Are smartwatches actually competition for luxury watches?

Forbes reported that initial analysis of the Apple Watch showed that the new smartwatch would compete primarily with non-luxury watches. With the announcement of the 18 karat gold cases, however, Apple made it clear that it would try to compete in the high-end space.

For experts in the traditional luxury watch industry, this news wasn't actually all that troubling. Forbes noted that the smartwatch, while certainly still a watch, is subject to technological and industrial advancement. Some experts have even gone as far as to point out that the Apple Watch is just a miniature iPhone that one wears on his or her wrist. Like all other Apple products, the value of the current model cannot hold, especially once a new model is released. 

Long-term value, the hallmark of a true luxury watch, does not exist in the new wearables market. After a few years, the value of a smartwatch will approach zero - the exact opposite of a real luxury watch that will increase in value over time. A watch cannot be considered a luxury item if its long-term prospects are that bleak.

While some analysts believe that Swiss luxury watchmakers will eventually have an answer for the Apple Watch, it is unlikely to be a straightforward smartwatch. As has been noted, traditional luxury watchmakers want to create a product whose value increases over time, something that the technology-dependent smartwatch cannot do. True watch aficionados are unlikely, then, to buy into the wearables trend when it comes to their precious collectibles.

Luxury has been here before

Another reason why luxury watchmakers aren't quaking at the impending deluge of smartwatches may be because they've seen this before. The New York Times wrote that quartz watches made their entrance into the market during the 1980s, stoking fear in the luxury timepiece market by promising an infallible way to tell the time. But rather than damage the traditional luxury watch market, it actually enhanced it.

"Our market was actually born in the middle of the 1980s," Davide Parmigiani, a prominent dealer in vintage watches, said in the New York Times.

Luxury consumers weren't driven away from the expensive, handmade watches that defined the luxury market. Instead, they gravitated toward them. Discerning customers craved the distinctive idiosyncrasies that defined watches at the highest end of the market. Those who have been in the business a long time remember how quartz failed to dislodge luxury timepieces. These historically-minded observers have enough perspective to avoid panicking about the impact of smartwatches.

Utility is not the highest good


Sure, a luxury watch will never be able to adjust your thermostat from miles away or take biometric measurements. But trying to value a high-end watch by its utility is exactly the wrong way to go about it.

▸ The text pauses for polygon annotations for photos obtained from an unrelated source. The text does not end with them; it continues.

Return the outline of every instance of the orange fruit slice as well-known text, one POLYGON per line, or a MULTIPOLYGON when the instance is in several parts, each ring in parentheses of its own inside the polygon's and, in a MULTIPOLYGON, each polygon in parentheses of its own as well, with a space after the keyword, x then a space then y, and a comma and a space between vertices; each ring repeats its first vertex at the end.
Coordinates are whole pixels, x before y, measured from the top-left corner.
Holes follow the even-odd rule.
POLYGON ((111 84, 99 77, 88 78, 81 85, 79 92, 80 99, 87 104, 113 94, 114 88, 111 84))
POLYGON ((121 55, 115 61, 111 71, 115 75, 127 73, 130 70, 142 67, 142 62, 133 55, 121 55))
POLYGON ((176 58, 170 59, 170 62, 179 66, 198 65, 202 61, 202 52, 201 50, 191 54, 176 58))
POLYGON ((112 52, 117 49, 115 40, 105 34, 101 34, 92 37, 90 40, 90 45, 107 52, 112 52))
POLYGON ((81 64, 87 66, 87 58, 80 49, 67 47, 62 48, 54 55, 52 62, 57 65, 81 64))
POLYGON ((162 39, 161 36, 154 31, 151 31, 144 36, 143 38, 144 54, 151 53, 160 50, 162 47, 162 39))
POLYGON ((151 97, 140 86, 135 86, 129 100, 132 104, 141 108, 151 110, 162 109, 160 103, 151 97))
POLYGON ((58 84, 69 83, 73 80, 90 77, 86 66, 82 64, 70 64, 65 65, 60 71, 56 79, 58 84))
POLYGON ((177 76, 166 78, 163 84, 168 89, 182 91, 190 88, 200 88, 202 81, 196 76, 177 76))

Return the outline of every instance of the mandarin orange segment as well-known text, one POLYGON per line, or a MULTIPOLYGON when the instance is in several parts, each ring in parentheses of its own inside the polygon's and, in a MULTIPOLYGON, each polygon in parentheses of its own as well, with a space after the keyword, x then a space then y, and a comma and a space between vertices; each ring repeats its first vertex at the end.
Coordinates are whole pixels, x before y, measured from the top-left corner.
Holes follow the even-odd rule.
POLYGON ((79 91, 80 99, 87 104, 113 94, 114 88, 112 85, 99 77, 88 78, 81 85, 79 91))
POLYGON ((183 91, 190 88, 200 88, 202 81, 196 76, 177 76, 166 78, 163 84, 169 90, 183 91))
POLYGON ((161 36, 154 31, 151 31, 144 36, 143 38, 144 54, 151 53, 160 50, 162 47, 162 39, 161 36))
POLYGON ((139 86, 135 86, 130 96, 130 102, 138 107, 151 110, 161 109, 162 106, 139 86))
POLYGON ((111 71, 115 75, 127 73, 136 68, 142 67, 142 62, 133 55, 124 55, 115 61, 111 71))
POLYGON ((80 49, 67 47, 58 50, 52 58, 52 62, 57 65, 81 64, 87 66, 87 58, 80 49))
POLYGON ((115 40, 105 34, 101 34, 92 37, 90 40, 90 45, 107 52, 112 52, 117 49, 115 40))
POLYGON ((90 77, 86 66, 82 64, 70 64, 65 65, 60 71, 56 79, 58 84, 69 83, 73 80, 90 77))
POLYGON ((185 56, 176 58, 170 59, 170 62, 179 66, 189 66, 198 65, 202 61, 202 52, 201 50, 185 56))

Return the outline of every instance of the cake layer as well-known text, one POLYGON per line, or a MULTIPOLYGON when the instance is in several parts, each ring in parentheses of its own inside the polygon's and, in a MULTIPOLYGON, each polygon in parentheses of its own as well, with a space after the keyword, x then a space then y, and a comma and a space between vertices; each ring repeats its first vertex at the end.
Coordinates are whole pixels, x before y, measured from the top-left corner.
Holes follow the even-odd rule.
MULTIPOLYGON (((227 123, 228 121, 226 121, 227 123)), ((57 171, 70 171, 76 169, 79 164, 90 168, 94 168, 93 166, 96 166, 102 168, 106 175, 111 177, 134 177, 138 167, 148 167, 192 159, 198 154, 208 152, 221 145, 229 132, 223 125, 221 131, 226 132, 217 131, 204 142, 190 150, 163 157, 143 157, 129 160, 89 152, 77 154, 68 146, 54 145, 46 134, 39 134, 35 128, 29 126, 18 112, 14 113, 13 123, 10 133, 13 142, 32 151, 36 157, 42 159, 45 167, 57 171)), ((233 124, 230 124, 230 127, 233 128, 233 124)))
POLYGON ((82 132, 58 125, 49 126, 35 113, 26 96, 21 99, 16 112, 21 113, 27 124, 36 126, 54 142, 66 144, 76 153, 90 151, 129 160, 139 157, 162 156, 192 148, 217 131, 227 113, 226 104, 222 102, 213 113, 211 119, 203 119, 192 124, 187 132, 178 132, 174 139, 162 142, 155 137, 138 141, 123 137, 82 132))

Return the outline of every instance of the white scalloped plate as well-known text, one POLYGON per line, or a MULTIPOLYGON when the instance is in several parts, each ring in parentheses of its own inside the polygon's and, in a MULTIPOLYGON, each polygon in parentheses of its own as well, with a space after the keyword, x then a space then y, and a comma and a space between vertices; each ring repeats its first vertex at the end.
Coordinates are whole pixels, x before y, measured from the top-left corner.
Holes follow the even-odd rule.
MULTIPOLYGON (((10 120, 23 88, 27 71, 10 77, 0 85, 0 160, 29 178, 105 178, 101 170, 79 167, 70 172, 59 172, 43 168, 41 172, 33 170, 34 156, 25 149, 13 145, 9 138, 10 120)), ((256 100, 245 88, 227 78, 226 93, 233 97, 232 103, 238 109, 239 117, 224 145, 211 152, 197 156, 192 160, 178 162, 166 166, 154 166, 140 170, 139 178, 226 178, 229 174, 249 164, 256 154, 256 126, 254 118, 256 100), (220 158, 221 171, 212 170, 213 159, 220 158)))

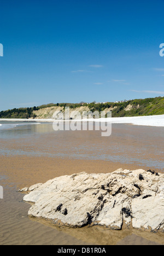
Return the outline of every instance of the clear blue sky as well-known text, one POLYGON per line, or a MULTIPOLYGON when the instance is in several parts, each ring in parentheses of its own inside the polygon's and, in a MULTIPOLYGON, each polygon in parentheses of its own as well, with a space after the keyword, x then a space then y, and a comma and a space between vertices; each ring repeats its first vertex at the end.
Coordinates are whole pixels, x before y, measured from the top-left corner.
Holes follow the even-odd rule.
POLYGON ((0 110, 164 96, 162 0, 0 3, 0 110))

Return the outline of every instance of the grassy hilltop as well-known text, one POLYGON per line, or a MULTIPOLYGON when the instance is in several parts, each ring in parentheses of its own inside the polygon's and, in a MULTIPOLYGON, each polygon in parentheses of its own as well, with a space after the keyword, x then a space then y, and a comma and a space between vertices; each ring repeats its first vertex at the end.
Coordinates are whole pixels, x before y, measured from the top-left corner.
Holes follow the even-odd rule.
POLYGON ((54 111, 65 111, 69 107, 71 112, 91 110, 112 111, 112 117, 137 117, 164 114, 164 98, 158 97, 144 100, 133 100, 122 102, 105 103, 50 103, 31 108, 20 108, 0 112, 0 118, 51 118, 54 111))

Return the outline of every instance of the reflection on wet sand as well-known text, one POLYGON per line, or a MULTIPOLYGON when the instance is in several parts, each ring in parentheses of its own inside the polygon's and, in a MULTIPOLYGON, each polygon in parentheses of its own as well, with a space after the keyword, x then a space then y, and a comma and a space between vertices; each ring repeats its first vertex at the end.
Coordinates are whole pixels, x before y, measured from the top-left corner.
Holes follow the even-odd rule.
POLYGON ((91 245, 116 245, 119 242, 121 244, 121 240, 127 236, 130 237, 130 240, 132 235, 136 236, 136 241, 134 244, 137 243, 137 237, 139 237, 145 240, 144 242, 148 245, 152 243, 164 245, 163 234, 162 232, 154 233, 148 230, 138 230, 131 227, 128 228, 124 226, 121 230, 112 230, 108 228, 98 225, 81 228, 60 227, 53 225, 47 220, 35 218, 30 218, 30 219, 50 226, 57 231, 62 231, 74 237, 78 237, 78 239, 84 243, 91 245))

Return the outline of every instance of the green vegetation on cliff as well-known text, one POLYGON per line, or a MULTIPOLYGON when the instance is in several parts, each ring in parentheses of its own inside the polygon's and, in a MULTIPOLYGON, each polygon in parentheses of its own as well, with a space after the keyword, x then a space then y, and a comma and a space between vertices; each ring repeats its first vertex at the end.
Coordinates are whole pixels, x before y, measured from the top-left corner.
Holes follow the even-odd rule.
MULTIPOLYGON (((105 103, 50 103, 31 108, 21 108, 9 109, 0 112, 0 118, 36 118, 37 112, 46 108, 69 107, 75 109, 81 106, 87 107, 92 112, 112 110, 112 117, 136 117, 164 114, 164 98, 148 98, 144 100, 133 100, 122 102, 105 103)), ((72 109, 72 110, 73 110, 72 109)))

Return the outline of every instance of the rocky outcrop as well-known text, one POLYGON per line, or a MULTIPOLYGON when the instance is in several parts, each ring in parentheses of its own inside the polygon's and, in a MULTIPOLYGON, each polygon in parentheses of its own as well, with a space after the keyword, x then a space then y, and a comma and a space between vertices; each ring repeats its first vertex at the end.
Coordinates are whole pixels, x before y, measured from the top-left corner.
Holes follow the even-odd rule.
MULTIPOLYGON (((23 191, 22 189, 20 191, 23 191)), ((164 231, 164 174, 119 169, 112 173, 81 172, 25 188, 28 214, 71 227, 101 225, 164 231)))

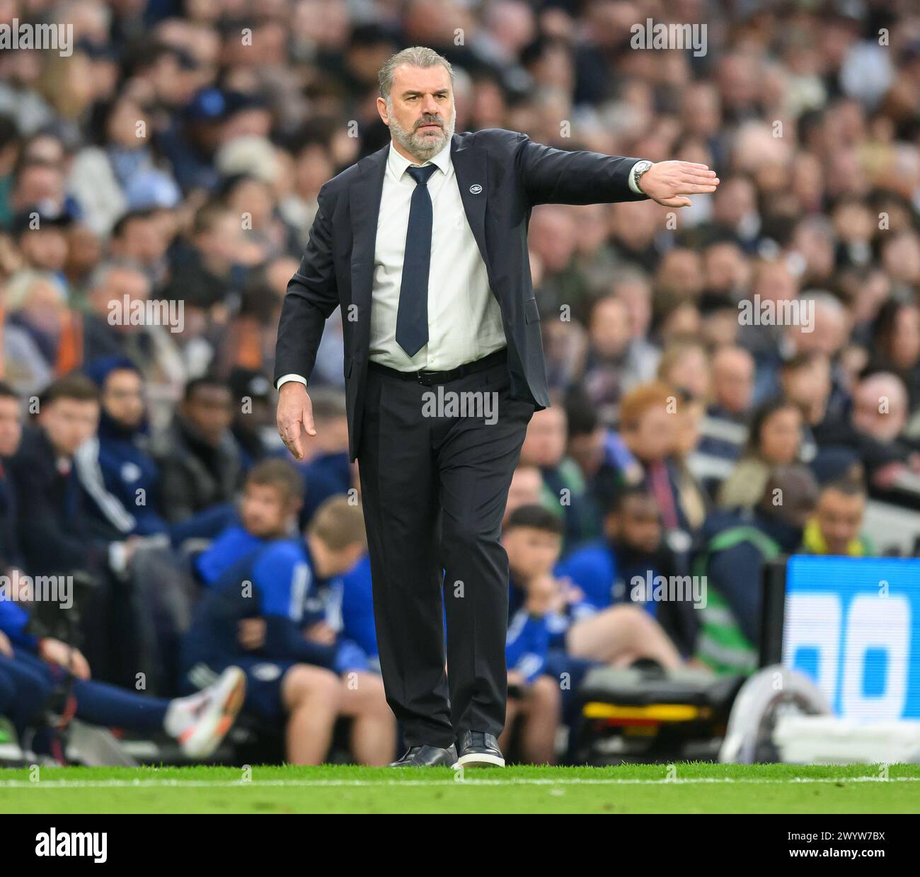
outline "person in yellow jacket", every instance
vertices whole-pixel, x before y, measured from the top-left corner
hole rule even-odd
[[[872,543],[860,533],[866,502],[866,488],[856,479],[844,478],[825,484],[818,508],[805,525],[802,552],[853,558],[873,555]]]

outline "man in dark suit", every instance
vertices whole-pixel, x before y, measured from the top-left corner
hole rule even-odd
[[[504,764],[500,523],[527,423],[549,404],[532,208],[680,207],[718,184],[701,165],[566,152],[500,129],[456,134],[452,85],[448,62],[423,47],[381,69],[392,142],[320,190],[276,352],[279,432],[300,459],[303,433],[316,435],[306,383],[341,307],[380,665],[409,747],[397,766]]]

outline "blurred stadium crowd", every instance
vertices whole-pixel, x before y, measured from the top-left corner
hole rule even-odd
[[[207,756],[248,661],[243,715],[284,757],[327,757],[343,716],[349,756],[392,756],[340,315],[303,463],[270,375],[317,191],[388,144],[377,71],[406,46],[454,65],[457,131],[721,179],[676,213],[533,212],[555,402],[503,537],[519,758],[557,757],[587,667],[750,670],[772,558],[914,553],[914,3],[0,0],[14,17],[75,42],[0,53],[0,553],[7,597],[21,571],[75,598],[0,601],[8,735],[53,754],[50,705]],[[706,24],[706,52],[633,48],[647,18]],[[315,612],[274,625],[305,563]],[[691,574],[705,610],[634,583]],[[214,594],[250,579],[237,617]]]

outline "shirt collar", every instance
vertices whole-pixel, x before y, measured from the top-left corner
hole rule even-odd
[[[431,157],[425,162],[425,165],[432,164],[437,165],[445,174],[447,173],[447,168],[450,167],[451,163],[451,140],[453,138],[448,137],[447,143],[442,147],[441,151],[435,153]],[[402,179],[403,174],[406,173],[406,168],[409,165],[416,164],[415,162],[409,161],[405,156],[401,156],[397,152],[397,147],[393,145],[393,141],[390,141],[390,151],[387,156],[387,162],[390,166],[390,170],[393,172],[393,176],[397,179]],[[422,166],[424,167],[424,165]]]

Collectors are looking for something more than a fancy gadget, not matter how useful it might be.

In The New York Times, devoted luxury watch collectors noted that their watches were actually an escape from the 2D world of technology.

"People spend so much time in a two-dimensional universe now, it gives them pleasure to consult these beautiful three-dimensional objects," said Edward Faber, director of the Aaron Faber Gallery in Midtown. "It's a way to distinguish oneself."

That may be the crucial point - smartwatches that gain widespread adoption may make the wearer look trendy, but that isn't what luxury is all about. It's about distinction, making the wearer stand out in the crowd. The Times wrote that luxury watches aren't just a timepiece. They are a status symbol - a token of fine taste and respect for the long-held tradition where men (and increasingly women) of status carried ornate timepieces.